D‚ja vu: A sincere account of the 1984 IRA/Mafia scandal that took young John McIntyre's life and that Peter Maas retold--with minimal acknowledgement--in his powerful novel Father and Son (p. 9). This nonfiction version is by two minor characters in the drama: McIntyre, the mother of the victim, and Loftus (The Belarus Secret, 1982), a family friend who helped unravel the truth behind John's death. Son of spies--John, Sr., was with US Army intelligence while German-born Emily worked with ex-Nazi Reinhard Gehlen's group--John McIntyre grew up into a quirky, rough-and-tumble character, a world-class cryptographer who, after serving time in an Army stockade for drug-dealing, became a fish-poacher and later a drug-smuggler who connected with Joe Murray, Irish head of the Boston mob and the IRA's Boston pointman. Soon, John was crewing the Valhalla, a fishing trawler carrying an enormous shipment of arms to the IRA--only to be intercepted by British intelligence.
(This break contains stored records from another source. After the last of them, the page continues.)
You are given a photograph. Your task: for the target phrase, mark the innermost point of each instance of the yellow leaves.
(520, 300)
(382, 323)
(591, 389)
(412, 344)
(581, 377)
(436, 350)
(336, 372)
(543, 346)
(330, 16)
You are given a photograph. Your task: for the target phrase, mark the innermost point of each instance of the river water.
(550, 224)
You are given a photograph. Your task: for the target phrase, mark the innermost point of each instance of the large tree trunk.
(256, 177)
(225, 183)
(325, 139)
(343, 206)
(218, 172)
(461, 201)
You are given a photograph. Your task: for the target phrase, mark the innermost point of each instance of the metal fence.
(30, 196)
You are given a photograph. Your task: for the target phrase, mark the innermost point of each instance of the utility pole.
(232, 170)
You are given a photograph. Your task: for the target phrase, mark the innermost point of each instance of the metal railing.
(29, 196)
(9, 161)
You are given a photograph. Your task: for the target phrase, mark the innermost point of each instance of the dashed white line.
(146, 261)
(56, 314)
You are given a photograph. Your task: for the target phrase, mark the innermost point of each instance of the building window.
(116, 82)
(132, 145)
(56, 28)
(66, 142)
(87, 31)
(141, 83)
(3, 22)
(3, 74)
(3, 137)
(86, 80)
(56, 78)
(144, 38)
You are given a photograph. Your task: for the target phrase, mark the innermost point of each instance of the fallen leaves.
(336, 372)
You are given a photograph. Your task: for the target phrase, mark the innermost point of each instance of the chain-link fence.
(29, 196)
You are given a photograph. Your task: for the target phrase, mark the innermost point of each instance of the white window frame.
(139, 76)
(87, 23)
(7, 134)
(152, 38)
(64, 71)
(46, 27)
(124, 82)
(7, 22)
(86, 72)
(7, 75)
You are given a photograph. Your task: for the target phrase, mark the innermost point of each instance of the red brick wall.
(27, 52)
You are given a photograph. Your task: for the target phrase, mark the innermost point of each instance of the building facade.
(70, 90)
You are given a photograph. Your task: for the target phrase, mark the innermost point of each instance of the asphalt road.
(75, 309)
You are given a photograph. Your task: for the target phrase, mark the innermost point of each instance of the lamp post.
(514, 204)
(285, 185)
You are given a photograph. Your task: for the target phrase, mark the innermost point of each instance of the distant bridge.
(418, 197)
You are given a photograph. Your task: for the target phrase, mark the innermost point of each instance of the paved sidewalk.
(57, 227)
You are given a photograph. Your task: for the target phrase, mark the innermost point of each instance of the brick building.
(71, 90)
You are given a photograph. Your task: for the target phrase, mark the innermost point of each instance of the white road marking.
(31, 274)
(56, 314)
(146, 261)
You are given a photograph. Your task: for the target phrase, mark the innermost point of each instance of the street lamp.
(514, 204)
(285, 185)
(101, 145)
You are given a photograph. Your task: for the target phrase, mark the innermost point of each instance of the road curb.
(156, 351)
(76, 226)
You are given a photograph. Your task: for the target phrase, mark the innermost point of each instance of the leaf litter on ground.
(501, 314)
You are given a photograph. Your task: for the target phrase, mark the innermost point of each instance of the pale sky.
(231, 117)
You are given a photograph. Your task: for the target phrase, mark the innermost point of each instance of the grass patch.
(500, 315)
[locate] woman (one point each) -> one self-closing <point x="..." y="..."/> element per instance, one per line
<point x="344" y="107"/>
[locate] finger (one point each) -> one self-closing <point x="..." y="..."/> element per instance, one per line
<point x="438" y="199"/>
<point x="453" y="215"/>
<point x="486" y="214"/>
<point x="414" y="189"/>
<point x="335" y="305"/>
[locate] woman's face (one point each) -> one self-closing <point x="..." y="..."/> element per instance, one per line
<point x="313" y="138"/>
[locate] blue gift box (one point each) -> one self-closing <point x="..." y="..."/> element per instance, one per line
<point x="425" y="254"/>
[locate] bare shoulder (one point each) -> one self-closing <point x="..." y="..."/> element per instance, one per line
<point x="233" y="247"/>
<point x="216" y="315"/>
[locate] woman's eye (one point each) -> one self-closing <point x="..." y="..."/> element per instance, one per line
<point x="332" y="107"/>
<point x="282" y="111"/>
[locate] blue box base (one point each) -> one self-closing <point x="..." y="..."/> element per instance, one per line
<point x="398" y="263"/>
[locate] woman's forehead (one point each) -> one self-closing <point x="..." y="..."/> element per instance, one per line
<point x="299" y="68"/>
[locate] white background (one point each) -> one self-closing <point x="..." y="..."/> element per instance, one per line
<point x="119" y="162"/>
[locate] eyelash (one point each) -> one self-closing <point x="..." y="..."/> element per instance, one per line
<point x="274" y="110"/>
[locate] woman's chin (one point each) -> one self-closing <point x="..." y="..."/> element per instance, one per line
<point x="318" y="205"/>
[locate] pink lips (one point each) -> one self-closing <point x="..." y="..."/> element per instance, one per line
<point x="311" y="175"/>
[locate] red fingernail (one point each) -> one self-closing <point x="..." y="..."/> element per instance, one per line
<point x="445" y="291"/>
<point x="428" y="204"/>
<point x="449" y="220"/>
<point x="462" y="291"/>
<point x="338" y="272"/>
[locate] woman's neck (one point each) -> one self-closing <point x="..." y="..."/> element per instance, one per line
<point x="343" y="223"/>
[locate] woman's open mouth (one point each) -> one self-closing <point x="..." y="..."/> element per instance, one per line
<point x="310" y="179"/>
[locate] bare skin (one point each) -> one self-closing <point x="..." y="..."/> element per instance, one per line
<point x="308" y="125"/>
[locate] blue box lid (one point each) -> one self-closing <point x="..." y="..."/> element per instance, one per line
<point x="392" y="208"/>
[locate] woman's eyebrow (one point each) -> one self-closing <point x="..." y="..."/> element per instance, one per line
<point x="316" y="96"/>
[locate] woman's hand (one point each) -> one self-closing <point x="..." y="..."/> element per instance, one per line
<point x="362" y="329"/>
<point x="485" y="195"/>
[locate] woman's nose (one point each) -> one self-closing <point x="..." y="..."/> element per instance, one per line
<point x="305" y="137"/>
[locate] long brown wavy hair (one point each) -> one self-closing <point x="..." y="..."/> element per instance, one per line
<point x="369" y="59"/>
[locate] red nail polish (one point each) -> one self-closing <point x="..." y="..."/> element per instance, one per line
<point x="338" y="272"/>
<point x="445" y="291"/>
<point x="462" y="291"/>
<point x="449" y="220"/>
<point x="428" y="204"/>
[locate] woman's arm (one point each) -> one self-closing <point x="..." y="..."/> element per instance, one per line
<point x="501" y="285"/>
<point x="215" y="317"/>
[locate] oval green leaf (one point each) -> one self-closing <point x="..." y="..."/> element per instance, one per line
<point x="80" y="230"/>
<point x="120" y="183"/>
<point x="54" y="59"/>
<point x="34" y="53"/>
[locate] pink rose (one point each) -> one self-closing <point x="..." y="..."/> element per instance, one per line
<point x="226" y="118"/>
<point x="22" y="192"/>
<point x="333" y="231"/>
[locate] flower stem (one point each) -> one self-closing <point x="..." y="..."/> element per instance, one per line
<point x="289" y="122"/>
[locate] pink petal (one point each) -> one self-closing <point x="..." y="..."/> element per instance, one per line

Back in America, John was arrested and beaten, then questioned by Customs; fed up with Murray, and ambitious to take his place in the IRA, John ratted about the mobster's drug operations. Meanwhile, rumors began to circulate that John had tipped off British Intelligence to the Valhalla's mission. Soon John disappeared with scarcely a trace--a mob victim? an IRA victim? Enter Loftus, who, with Emily and dying dad John, dug out the real story: it was the British who killed John, after setting him up as their fall guy for an agent they had placed within the highest IRA circles--the agent who'd informed on the Valhalla. But Loftus & Co. could prove nothing, so today, while Murray serves time for drug smuggling, an arrest warrant awaits John. Told conscientiously and with admirably muted outrage; but for the full force and passion of this tragic story, read the Maas--despite its several deviations from the literal truth of the tale.